McCain is widely reported to have yelled profanities at senators and even shoved one or two (including the late Strom Thurmond, a feisty nonagenarian at the time of the alleged incident). After McCain used an obscenity to describe Republican Sen. Chuck Grassley of Iowa to his face in 1992, Grassley did not speak to McCain for more than a year. (“That’s all water over the dam,” Grassley says.) McCain has reportedly learned to control his temper; still, there are moments when he cannot or does not. Last spring, at a closed-door meeting of senators and staff, Sen. John Cornyn of Texas tried to amend the immigration bill to make ineligible convicted felons, known terrorists and gang members. Agitated that any attempt to amend the bill would jeopardize its slim chance of passage (ultimately, the bill failed), McCain snapped, “This is chickens–––.” Cornyn shot back that McCain shouldn’t come parachuting in off the presidential-campaign trail at the last minute and start making demands. “F––– you,” said McCain, in front of about 30 witnesses. (A Cornyn aide says that the Texas senator was unbothered by the incident. “I think he just thought, ‘Here’s John being a jerk’,” says the aide, who declined to be identified speaking for Cornyn.)

Sen. Thad Cochran, Republican of Mississippi, has had his share of dust-ups with McCain, usually over some appropriation that McCain regards as pork-barrel spending. “He gets very volatile,” Cochran tells NEWSWEEK. “He gets red in the face. He talks loud.” Cochran, who says he is still a friend of McCain’s (“at least on my part”), says the Senate dining room has lately been buzzing with Senator Hothead stories, mostly stirred by a recent wave of press interest. “I was surprised to find so many senators who’d had a personal experience when he’d lost his temper,” says Cochran. Did he find McCain’s temper to be somehow disabling or disqualifying in a potential president? “I don’t know how to assess that,” says Cochran. “I certainly know no other president since I’ve been here who’s had a temperament like that. There’s some who were capable of getting angry, of course. Ronald Reagan and Jimmy Carter both. But this …” His voice trailed away. “You like to think your president would be cool, calm and collected. He’s commander in chief.”

Cochran is supporting flip-flopper extraordinaire Mitt Romney for president.

Newsweek writer Evan Thomas goes out of his way to cast many of these things in a “good” light. For instance:

*In rare weak moments, he can seem prickly, impetuous, vindictive—the sort of military martinet whose finger is supposed to be kept far from the button. Yet he is endowed with self-knowledge and self-effacing dignity. “I’m a man of many failings,” McCain says with a genuine, if practiced, ruefulness. “I make no bones about it. That’s why I’m such a believer in redemption. I’ve done many, many things wrong in my life. The key is to try to improve.”

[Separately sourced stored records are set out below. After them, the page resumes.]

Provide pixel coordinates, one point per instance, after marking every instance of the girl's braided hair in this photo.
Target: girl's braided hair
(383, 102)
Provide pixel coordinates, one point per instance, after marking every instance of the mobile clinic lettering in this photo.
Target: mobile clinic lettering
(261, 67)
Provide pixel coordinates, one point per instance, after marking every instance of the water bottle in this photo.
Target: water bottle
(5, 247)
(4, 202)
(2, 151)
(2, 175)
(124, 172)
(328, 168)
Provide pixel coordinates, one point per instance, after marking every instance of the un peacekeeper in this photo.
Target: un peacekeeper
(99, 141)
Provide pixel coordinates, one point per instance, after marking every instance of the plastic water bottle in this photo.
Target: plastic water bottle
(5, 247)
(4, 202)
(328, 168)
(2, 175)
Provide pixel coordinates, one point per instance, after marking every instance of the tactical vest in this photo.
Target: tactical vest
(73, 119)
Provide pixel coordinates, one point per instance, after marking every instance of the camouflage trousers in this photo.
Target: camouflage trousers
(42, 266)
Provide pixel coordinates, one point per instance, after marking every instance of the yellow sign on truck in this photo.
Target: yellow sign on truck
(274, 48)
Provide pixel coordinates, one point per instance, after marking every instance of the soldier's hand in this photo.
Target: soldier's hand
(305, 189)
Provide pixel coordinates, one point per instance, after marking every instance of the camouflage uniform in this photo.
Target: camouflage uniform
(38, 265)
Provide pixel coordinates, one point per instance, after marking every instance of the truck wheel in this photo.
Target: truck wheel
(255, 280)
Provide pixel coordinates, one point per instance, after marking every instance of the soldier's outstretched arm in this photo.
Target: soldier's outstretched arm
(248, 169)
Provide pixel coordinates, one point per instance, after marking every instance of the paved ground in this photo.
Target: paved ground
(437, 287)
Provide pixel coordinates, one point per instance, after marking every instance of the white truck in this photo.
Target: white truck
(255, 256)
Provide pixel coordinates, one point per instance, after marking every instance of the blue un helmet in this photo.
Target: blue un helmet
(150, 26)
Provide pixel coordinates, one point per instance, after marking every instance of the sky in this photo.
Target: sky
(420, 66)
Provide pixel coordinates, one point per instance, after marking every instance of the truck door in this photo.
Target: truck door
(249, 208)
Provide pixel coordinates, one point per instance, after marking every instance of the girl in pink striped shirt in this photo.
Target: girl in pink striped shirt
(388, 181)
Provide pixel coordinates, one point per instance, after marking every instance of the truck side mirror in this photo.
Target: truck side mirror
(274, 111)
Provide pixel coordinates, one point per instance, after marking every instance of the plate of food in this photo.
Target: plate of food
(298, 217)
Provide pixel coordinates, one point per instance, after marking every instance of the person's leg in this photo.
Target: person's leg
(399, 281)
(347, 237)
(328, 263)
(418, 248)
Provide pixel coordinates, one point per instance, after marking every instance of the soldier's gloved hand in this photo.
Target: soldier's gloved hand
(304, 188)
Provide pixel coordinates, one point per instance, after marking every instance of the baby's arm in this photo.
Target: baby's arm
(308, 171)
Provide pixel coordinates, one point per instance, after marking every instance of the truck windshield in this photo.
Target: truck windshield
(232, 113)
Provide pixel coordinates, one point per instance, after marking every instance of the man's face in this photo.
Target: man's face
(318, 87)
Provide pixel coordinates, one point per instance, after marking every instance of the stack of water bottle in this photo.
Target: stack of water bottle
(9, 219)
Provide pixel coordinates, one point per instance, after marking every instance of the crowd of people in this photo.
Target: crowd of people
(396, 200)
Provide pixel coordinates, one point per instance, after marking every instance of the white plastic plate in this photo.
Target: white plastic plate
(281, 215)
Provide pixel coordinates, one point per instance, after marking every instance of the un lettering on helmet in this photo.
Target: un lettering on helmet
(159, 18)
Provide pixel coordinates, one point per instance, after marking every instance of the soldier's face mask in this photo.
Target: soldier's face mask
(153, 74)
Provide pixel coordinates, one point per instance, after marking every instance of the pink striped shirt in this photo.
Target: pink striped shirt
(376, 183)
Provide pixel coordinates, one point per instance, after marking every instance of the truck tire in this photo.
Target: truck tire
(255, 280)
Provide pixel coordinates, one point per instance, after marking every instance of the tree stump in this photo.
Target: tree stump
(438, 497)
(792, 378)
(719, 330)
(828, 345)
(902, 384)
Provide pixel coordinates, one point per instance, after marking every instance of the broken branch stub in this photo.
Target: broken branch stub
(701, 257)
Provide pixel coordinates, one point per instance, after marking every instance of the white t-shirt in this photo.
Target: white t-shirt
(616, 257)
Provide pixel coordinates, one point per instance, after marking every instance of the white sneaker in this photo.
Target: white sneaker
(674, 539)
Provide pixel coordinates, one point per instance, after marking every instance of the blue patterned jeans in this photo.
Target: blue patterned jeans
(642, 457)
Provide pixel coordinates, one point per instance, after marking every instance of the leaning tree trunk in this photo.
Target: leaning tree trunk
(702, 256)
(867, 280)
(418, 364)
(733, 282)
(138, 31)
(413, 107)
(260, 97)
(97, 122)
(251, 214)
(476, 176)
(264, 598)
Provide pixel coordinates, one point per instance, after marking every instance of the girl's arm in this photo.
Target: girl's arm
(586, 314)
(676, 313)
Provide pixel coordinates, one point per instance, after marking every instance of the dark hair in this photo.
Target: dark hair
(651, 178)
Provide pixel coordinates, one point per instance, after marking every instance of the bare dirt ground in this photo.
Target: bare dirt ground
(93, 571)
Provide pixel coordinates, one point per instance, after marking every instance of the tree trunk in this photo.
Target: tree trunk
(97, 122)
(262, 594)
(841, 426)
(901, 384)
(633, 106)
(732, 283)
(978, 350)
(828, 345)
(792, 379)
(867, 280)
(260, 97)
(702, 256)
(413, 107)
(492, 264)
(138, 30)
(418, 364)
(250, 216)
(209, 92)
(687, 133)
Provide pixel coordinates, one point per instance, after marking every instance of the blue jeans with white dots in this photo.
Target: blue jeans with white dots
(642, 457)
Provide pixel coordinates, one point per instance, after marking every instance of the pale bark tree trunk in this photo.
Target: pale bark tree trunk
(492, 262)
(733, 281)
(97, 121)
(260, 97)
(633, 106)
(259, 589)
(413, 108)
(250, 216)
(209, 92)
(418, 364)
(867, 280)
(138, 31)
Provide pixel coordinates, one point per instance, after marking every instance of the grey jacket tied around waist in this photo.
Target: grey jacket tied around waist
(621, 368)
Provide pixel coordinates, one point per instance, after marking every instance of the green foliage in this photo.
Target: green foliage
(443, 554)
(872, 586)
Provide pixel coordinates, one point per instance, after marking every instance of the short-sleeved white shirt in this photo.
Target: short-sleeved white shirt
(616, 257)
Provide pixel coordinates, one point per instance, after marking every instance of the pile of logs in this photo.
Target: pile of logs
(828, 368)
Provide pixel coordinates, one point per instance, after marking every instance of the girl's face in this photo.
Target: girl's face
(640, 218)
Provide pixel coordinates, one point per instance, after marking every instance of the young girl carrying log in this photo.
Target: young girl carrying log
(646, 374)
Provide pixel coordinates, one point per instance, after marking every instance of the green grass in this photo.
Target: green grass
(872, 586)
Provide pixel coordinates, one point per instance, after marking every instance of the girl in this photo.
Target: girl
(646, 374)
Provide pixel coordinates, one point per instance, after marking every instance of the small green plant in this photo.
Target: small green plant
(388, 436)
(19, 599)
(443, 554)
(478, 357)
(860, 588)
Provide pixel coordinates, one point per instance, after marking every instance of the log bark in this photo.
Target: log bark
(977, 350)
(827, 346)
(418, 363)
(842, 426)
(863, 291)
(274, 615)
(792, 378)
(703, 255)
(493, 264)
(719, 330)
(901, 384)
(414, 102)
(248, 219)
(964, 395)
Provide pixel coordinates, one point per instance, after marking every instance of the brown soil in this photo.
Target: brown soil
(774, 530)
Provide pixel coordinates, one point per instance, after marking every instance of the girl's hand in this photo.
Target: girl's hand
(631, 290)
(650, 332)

That much vaunted McCain candor again. McCain gets away with everything because he’s allegedly candid. And the reporters are just tickled pink because he talks to them and would confess to anything. It’s alright that he cheated in his marriage because he confessed afterward. It’s alright that he was corrupt and took money from a man looting a bank. He not only confessed to this, he wrote a law to make it difficult to do what he did (stop me before I sin again?).

What I see is a man who, despite his years, is immature, petulant, who does not care about anyone else, is a bully to everyone (except reporters who slave over his every word) and insist on getting his way. Here’s McCain as a baby:

*As an angry toddler, he would hold his breath until he passed out (his parents’ cure was to drop him fully clothed into a bathtub of icy water).

From everything I read in the Newsweek article, instead of holding his breath, elderly now, McCain turns vituperative and when not being verbally abusive, physically assaults his colleagues in the U.S. Senate. And we’re supposed to make this man our president?